Persian Stemming data-set in order to evaluate new stemmers

Description

There is no standard dataset for correctness evaluation of Persian stemming algorithms. In order to create a dataset for correctness evaluation of stemmers, we require a set of words with their stems. These datasets are automatically extracted from two manually stemmed corpora. The first dataset contains a collection of words and their stems, which has been extracted from the PerTreeBank corpus [1]. This corpus contains 4,689 distinct words. Moreover, in order to perform a better evaluation, we selected a large text corpus for the second dataset. The words and their stems of this dataset have been extracted from the Persian Dependency TreeBank corpus [2]. It contains 26,913 distinct words. These two datasets have good qualities in terms of the diversity of their Part-of-Speech tags.

Tool

You can use the evaluate.exe in order to evalute your stemming results. It generates report based on your result. It supports all the metrics of stemming evalution such as Accuracy, Percision, Recall, F-Measure, Understemming and Overstemming Errors, Commission and Ommission Errors.

Usage

Each stemming dataset is consist of three columns. The first column is the inflected word, the second is its stem and the third is its part-of-speech. You must append your stems to the fourth column. Then you can use below command.

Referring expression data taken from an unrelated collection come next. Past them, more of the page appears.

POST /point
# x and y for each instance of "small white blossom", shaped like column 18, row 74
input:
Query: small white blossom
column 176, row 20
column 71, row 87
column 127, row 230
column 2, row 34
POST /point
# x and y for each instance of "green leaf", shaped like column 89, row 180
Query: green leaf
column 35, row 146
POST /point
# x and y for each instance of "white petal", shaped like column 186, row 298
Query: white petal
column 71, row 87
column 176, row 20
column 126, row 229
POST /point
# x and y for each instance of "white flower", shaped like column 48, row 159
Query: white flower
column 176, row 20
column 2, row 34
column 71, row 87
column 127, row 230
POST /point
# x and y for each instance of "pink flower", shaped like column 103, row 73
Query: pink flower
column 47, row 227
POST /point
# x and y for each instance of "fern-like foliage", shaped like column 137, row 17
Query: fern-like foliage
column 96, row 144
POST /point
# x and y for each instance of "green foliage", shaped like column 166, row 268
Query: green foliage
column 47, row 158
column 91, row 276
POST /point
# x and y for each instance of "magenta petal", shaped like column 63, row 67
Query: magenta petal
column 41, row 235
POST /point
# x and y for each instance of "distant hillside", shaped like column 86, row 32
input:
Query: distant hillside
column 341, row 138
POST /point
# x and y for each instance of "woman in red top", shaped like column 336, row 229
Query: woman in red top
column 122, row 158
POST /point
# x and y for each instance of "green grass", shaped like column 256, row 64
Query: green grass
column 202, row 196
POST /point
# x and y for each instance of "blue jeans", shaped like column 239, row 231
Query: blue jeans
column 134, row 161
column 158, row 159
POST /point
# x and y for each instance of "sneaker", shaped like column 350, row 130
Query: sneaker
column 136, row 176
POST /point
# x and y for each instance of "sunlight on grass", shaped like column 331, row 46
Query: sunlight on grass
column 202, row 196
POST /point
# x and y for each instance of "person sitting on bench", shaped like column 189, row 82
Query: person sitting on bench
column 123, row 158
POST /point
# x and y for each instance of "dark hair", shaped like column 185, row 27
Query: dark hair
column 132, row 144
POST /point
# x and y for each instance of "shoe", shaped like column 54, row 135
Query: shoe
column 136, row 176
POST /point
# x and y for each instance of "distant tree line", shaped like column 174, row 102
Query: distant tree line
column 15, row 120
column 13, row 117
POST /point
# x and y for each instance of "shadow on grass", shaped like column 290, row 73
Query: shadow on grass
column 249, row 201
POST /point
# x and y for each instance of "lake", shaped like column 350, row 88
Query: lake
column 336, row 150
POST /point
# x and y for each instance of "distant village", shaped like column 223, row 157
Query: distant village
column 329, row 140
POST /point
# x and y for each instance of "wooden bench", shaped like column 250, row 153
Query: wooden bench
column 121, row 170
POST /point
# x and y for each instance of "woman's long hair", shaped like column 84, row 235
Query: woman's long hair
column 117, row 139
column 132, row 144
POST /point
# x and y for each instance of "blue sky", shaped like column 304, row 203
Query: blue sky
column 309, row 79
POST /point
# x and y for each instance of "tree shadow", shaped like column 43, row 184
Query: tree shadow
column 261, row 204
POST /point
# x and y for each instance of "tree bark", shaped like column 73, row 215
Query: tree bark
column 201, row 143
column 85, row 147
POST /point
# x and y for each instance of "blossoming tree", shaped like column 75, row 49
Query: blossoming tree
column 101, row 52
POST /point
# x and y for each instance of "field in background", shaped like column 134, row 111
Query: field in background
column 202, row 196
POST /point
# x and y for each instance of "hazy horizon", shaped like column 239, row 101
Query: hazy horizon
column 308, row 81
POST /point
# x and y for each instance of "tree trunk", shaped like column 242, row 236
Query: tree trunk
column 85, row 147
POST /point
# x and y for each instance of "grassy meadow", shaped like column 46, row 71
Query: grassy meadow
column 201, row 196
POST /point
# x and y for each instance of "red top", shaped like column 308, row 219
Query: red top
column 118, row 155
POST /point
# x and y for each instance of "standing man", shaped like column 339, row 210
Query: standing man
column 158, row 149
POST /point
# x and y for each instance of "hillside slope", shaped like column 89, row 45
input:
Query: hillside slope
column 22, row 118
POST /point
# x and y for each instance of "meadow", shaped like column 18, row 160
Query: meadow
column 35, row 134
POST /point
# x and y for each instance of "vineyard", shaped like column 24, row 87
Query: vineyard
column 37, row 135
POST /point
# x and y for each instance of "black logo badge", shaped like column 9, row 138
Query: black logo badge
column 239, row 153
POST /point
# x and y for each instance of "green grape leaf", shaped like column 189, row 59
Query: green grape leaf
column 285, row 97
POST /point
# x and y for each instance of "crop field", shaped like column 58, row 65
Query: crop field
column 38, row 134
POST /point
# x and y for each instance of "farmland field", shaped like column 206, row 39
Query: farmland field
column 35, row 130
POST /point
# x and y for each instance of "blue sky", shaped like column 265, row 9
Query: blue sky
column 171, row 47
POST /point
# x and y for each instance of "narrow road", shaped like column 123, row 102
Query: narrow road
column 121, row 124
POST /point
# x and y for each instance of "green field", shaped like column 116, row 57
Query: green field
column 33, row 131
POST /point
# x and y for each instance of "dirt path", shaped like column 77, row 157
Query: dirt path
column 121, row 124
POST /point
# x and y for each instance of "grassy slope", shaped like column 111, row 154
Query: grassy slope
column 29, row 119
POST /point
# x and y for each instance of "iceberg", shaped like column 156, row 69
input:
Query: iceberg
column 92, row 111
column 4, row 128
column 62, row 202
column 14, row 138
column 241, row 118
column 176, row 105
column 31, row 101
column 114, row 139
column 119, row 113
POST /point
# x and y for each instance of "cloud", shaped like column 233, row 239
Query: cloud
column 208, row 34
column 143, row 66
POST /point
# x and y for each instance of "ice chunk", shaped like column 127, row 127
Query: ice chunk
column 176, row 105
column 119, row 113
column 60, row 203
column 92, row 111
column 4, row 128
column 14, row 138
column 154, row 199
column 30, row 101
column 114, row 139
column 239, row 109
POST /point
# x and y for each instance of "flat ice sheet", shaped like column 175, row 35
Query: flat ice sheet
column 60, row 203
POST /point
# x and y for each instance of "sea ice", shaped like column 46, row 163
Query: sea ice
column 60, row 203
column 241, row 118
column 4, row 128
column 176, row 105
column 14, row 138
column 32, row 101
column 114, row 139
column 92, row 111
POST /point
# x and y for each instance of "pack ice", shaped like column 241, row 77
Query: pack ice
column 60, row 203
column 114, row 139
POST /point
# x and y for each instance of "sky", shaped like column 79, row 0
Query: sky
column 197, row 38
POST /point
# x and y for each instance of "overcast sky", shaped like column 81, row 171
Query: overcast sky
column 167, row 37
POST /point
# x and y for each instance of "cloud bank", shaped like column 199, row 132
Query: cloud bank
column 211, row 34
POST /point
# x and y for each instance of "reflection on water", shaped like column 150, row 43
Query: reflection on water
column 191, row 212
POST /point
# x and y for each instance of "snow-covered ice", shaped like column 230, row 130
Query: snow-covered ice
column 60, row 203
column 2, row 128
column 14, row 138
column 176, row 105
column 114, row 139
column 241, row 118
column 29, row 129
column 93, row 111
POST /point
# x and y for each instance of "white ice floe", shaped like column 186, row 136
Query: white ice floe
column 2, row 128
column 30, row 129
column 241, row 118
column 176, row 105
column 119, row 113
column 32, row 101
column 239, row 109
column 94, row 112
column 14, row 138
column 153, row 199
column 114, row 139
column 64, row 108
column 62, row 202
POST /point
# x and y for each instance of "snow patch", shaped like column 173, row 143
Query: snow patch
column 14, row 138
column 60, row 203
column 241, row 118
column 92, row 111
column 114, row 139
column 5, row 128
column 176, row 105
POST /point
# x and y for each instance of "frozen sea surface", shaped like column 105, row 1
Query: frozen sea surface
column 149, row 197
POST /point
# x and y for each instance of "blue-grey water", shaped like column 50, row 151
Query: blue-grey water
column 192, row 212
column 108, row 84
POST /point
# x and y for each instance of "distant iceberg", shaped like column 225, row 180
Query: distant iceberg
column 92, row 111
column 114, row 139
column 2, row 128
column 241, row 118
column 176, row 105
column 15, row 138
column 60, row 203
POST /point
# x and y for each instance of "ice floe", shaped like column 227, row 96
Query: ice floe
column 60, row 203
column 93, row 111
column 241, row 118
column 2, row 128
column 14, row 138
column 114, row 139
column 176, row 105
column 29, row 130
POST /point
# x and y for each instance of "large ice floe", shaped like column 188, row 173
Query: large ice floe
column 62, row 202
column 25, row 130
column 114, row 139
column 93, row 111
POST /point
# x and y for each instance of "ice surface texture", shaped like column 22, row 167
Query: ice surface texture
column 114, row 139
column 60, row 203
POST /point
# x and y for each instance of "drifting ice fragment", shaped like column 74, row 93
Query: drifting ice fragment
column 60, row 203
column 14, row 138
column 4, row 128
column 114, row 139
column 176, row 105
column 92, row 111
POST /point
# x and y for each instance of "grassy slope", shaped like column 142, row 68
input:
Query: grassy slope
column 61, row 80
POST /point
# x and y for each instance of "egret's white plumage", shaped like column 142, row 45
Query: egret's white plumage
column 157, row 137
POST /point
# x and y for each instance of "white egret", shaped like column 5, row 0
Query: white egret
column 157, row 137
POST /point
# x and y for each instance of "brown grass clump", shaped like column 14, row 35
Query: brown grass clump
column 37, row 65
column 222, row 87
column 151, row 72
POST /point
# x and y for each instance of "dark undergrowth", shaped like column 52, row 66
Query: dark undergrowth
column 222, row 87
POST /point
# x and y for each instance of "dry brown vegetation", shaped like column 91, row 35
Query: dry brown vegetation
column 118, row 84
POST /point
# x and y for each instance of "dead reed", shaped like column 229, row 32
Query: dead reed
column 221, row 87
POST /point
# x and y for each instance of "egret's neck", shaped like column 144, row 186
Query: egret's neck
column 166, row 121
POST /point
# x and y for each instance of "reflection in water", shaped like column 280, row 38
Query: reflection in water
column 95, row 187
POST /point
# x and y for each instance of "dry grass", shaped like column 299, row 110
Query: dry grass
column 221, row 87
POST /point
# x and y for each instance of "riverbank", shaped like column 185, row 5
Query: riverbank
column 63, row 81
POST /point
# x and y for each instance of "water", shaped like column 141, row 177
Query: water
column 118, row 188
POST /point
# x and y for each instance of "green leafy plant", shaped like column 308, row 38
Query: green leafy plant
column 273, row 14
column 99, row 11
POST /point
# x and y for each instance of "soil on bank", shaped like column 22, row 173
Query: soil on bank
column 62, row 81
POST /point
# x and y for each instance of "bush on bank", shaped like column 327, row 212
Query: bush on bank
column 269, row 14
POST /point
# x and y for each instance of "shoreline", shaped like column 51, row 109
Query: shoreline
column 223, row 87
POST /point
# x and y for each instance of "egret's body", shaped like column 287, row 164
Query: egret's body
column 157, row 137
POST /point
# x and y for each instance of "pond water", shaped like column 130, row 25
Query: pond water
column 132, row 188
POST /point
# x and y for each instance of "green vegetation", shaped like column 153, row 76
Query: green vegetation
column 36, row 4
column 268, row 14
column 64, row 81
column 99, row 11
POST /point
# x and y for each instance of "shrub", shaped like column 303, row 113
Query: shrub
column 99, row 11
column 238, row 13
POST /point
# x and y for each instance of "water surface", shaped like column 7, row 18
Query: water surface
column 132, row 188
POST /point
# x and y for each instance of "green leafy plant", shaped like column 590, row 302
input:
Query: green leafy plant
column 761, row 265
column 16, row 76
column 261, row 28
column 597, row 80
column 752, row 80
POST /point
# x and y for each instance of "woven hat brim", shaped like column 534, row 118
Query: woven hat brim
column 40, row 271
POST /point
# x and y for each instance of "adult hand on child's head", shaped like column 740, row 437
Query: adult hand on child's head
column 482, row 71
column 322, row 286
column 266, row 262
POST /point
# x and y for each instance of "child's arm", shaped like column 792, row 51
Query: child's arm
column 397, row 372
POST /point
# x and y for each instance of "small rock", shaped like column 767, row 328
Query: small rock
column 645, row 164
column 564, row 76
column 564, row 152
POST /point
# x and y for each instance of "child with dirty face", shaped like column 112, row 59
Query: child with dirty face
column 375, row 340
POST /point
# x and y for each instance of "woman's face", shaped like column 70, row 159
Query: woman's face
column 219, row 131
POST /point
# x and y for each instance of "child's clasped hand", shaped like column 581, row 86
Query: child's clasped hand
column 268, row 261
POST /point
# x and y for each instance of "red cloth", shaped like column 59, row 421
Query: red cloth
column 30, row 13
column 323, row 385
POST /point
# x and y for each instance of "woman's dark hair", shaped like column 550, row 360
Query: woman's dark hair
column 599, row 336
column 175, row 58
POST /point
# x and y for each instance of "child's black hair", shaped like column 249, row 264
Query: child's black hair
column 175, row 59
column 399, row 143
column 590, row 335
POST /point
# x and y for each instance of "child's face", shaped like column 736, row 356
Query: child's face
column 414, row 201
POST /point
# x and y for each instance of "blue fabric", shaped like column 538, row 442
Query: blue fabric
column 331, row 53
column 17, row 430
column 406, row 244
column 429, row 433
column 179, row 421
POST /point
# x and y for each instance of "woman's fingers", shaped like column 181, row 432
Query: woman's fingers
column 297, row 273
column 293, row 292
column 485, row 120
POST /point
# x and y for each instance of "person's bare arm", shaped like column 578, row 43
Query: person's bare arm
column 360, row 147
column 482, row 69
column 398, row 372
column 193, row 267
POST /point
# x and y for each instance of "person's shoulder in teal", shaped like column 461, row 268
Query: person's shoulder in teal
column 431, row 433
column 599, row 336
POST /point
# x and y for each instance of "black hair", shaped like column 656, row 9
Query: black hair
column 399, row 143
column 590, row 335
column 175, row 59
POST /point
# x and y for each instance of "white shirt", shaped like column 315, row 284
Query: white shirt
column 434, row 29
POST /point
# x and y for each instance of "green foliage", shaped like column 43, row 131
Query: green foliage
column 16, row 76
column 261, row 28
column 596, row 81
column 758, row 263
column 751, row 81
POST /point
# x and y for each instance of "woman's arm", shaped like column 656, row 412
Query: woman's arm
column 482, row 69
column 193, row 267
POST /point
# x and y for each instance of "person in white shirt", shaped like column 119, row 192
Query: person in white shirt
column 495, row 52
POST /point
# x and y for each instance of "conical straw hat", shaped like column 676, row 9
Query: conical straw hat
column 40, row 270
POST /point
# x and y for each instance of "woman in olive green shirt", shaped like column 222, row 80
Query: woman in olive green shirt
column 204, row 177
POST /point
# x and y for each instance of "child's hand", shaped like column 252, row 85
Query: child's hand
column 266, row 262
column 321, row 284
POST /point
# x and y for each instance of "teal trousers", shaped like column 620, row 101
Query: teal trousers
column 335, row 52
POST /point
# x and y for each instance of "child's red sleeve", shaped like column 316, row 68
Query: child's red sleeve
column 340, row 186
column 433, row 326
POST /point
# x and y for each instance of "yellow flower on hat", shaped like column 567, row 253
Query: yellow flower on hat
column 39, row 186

Evaluate.exe "{your stemmed file path}" 1 3 {evaluation output file name}

References

[1] Ghayoomi, M. (2012) Bootstrapping the Development of an HPSG-based Treebank for Persian. Linguistic Issues in Language Technology, 7.

[2] Rasooli, M. S., Moloodi, A., Kouhestani, M., and Minaei-Bidgoli, B. (2011) A syntactic valency lexicon for Persian verbs : The first steps towards Persian dependency treebank. 5th Language & Technology Conference (LTC) : Human Language Technologies as a Challenge for Computer Science and Linguistics, pp. 227–231.